Statua acefala di Venere

La scultura rappresenta una figura femminile stante acefala drappeggiata, che indossa il solo himation, posto attorno alla vita con un rimbocco, lasciando scoperto il busto. Il mantello scende coprendole tutte le gambe fino a toccare terra, mentre con un lembo, passando dietro la schiena, doveva salire sul braccio sinistro, come ci mostra la parte ancora conservata.
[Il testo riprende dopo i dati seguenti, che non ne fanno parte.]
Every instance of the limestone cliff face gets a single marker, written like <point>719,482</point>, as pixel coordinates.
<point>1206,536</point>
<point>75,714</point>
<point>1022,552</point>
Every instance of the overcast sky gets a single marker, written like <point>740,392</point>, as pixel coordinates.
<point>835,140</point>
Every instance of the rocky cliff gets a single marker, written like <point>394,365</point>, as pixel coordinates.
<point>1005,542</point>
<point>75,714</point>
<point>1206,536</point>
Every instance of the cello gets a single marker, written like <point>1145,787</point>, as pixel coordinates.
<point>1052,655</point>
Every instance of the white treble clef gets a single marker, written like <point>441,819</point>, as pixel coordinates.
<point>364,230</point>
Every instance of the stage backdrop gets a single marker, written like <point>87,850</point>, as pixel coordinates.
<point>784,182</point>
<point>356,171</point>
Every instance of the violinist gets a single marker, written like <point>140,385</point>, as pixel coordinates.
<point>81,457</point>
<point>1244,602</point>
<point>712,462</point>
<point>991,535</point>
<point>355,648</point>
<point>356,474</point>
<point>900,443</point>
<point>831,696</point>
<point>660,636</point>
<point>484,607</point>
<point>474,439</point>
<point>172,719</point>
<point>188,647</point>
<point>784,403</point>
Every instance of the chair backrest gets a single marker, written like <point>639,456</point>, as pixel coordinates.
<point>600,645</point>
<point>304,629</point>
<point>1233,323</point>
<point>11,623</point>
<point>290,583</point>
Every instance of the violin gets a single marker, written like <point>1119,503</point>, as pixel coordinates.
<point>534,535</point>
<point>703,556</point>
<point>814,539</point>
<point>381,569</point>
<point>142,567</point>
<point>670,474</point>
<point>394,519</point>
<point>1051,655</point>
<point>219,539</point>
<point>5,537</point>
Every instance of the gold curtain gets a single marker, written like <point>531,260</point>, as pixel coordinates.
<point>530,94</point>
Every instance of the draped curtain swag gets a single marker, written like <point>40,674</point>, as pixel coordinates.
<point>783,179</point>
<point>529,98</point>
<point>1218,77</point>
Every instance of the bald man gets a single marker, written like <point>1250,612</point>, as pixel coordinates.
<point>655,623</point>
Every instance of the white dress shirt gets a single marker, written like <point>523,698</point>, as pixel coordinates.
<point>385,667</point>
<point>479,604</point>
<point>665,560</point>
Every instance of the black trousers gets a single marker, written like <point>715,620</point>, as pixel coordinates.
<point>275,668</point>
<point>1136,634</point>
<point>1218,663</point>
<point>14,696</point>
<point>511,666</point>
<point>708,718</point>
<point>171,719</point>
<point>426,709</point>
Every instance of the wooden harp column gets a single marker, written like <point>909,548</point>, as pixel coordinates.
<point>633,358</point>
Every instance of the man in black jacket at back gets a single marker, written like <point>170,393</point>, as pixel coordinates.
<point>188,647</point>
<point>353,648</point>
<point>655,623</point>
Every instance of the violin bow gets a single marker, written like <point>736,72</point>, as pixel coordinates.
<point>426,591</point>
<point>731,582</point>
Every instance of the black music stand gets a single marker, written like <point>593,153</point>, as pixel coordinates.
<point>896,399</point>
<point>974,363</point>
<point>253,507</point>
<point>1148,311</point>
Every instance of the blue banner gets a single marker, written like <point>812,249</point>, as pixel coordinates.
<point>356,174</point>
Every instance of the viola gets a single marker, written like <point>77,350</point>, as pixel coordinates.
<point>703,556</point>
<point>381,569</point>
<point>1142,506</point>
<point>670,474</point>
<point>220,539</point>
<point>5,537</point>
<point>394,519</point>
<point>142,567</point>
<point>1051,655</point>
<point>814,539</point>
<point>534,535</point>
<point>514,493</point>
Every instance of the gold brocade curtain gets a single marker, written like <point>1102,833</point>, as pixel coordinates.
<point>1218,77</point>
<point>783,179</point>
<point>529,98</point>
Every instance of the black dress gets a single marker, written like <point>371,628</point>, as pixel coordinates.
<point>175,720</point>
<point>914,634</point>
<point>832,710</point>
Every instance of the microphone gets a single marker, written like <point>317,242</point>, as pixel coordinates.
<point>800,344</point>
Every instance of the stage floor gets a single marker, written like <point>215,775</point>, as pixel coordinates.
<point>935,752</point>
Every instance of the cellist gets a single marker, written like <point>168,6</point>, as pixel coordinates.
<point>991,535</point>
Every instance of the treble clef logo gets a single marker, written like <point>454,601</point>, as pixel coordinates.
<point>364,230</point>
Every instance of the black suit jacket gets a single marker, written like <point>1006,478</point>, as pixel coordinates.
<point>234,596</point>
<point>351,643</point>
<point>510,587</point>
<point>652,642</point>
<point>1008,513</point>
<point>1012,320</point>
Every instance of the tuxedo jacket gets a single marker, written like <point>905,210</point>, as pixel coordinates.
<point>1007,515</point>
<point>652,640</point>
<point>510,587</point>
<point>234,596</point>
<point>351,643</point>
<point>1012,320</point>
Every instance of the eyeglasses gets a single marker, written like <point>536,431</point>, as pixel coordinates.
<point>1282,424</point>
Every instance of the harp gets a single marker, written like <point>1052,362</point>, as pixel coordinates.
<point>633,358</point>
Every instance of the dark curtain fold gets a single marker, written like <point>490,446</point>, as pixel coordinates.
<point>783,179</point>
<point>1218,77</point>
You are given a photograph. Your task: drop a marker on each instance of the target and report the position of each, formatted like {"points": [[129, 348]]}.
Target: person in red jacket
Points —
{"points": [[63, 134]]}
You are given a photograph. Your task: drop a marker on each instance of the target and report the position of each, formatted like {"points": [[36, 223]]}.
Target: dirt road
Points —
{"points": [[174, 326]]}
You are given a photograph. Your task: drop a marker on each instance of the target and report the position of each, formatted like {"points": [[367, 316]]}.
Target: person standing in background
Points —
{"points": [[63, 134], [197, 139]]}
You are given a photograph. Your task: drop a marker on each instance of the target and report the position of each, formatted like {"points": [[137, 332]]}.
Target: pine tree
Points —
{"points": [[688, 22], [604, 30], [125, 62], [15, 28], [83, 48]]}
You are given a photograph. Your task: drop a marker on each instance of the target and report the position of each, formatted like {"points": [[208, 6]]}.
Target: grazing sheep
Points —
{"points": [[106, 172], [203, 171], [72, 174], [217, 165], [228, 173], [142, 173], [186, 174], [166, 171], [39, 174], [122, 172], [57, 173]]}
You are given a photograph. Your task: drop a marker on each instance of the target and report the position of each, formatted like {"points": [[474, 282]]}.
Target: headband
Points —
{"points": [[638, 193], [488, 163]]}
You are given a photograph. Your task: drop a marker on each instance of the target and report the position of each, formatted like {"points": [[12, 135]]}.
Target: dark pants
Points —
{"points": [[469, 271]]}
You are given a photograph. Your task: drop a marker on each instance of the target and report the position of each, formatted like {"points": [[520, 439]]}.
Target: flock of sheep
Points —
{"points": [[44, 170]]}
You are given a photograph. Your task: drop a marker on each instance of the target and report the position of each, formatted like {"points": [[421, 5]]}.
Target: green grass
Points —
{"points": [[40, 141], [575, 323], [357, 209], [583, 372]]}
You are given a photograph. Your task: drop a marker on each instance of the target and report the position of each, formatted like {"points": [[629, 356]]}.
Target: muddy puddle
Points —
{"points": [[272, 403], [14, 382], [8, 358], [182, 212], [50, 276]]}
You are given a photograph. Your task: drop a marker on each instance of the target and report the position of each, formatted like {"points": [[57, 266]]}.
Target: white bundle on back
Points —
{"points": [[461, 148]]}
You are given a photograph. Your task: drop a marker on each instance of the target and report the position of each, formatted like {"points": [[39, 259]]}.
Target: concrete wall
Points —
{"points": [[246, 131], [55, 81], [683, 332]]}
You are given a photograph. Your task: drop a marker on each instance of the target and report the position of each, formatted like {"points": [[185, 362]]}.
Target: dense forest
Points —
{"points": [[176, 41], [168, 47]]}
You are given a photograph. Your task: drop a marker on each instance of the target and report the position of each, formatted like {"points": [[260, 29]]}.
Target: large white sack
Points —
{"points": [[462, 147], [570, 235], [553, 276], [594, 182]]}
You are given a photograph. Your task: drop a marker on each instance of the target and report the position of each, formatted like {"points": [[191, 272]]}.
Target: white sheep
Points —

La gamba destra è portante, mentre la sinistra è flessa, leggermente scartata lateralmente, di cui doveva essere possibile scorgere la punta del piede che fuoriusciva dalla veste, ora spezzato.

Il nostro esemplare, di buona qualità può essere facilmente identificato con il tipo denominato “Venere Marina”, come risulta dalle numerose copie romane esistenti di cui M. Bieber illustra un vasto repertorio con poche varianti sostanziali.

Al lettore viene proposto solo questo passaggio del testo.